111.111.8.42 - - [16/May/2023:10:46:58 -0700] "GET /MAAS/rpc/ HTTP/1.1" 200 297 "-" "provisioningserver.rpc.clusterservice.ClusterClientService"
111.111.8.42 - - [16/May/2023:10:46:58 -0700] "GET /MAAS/metadata/latest/enlist-preseed/?op=get_enlist_preseed HTTP/1.1" 200 1288 "-" "Cloud-Init/23.1.1-0ubuntu0~22.04.1"
10.110.0.9 - - [16/May/2023:10:46:58 -0700] "GET /MAAS/metadata/latest/enlist-preseed/?op=get_enlist_preseed HTTP/1.1" 200 1288 "-" "Cloud-Init/23.1.1-0ubuntu0~22.04.1"
111.111.8.42 - - [16/May/2023:10:47:00 -0700] "GET /MAAS/metadata/latest/enlist-preseed/?op=get_enlist_preseed HTTP/1.1" 200 1288 "-" "Cloud-Init/23.1.1-0ubuntu0~22.04.1"

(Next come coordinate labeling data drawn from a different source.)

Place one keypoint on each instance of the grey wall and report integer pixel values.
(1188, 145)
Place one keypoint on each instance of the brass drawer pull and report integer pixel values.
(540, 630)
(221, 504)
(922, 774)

10.110.0.9 - - [16/May/2023:10:47:00 -0700] "GET /MAAS/metadata/latest/enlist-preseed/?op=get_enlist_preseed HTTP/1.1" 200 1288 "-" "Cloud-Init/23.1.1-0ubuntu0~22.04.1"

One thing I’ve noticed in enlistment logs where clients are working is that cloud-init reports handing out an IPv6 address to clients. I don’t currently provide IPv6 addresses via my external server, but I’m not sure if this is relevant or related to the failures I’m seeing.